Authoritie­s organised a tightly controlled press conference with the boys that evening in which they recounted drinking water that dripped from rocks and trying to dig their way out during the first nine days before they were located by British divers.

After spending a night at home, many of the boys attended a ceremony the next morning at Wat Pha That Doi Wao in Mae Sai near the Myanmar border where they prayed for longevity and a good life.

They also paid tribute to former Thai Navy Seal diver Saman Kunan, who ran out of oxygen and died while helping resupply air tanks along the cave’s narrow passageway­s.

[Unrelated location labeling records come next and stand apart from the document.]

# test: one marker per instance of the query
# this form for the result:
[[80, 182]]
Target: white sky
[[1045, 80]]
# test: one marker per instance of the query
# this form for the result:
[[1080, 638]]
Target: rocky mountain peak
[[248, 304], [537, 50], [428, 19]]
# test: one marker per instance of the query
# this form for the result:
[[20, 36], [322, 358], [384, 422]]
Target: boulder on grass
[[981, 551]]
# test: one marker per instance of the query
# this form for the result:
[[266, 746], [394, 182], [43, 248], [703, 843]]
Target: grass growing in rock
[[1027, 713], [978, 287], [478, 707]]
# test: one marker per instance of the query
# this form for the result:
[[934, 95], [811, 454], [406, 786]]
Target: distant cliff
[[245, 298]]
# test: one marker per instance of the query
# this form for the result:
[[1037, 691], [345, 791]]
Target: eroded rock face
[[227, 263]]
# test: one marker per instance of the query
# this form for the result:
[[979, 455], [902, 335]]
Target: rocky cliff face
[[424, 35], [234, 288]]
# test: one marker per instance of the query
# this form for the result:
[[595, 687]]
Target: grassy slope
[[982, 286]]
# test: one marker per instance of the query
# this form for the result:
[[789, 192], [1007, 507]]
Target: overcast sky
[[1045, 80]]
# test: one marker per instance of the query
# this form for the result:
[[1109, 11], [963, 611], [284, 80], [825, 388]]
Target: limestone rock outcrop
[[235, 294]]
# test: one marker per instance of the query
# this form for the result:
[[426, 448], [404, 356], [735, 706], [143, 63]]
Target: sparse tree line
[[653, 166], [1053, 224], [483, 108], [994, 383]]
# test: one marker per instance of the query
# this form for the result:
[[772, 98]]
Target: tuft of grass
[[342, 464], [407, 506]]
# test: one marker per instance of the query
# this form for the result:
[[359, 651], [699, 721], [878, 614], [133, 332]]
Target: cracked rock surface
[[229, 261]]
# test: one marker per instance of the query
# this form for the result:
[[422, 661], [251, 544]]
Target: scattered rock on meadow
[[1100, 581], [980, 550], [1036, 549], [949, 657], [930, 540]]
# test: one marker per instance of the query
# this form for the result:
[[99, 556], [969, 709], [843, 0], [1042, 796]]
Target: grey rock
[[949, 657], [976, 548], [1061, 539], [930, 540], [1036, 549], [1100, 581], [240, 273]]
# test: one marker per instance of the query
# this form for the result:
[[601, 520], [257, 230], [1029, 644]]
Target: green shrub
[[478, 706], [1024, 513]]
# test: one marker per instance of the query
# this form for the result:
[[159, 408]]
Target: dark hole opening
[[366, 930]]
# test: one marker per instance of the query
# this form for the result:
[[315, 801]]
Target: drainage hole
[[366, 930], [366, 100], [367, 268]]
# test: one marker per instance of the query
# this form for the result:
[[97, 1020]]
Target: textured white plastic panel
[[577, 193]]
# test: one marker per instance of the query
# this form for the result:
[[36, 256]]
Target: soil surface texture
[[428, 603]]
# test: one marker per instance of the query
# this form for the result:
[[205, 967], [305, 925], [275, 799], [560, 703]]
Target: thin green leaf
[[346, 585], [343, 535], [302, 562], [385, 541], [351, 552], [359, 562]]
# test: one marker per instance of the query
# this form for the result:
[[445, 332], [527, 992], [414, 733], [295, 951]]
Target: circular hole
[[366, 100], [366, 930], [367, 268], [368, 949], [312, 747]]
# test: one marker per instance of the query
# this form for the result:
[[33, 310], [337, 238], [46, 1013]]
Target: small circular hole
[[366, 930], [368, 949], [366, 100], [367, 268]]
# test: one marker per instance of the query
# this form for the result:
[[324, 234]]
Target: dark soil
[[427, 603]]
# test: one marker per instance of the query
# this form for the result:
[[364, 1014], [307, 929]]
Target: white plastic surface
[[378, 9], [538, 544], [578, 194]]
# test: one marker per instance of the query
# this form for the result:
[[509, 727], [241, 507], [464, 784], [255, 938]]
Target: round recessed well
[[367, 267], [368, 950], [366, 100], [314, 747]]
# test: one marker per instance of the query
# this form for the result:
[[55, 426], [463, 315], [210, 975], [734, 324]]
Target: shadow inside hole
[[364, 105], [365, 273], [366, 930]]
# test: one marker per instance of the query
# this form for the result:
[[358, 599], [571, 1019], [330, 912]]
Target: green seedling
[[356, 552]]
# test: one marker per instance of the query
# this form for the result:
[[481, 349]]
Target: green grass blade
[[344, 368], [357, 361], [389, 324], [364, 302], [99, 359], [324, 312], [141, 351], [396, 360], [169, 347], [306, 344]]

He was the only casualty in the otherwise successful operation dubbed “Mission Impossible”.

Holding hands together in prayer, the boys sat together in the temple while chants of Buddhist monks filled the room.

Officials have advised families of the youngsters to avoid interviews with the media for one month to let them settle back into their normal routines.

The boys will not resume their studies just yet, spending time at home with their families instead, authoritie­s said.

But cameras flashed away as the boys entered the temple yesterday in a sign of the ongoing interest in the story.

Film production houses have said they are looking into a Hollywood-style treatment of the harrowing ordeal, which captivated people around the world as the risky operation to extract the team unfolded.

They walked into the cave on June 23 after football practice, thinking they would only be there for an hour to explore, and then vanished for days.

Foreign divers and Thai Navy Seals spent three days bringing the boys out by carrying them through the waterlogge­d corridors of Tham Luang.

The youngsters, aged 11 to 16, wore full-face oxygen masks and were sedated to keep them calm during the high-stakes operation.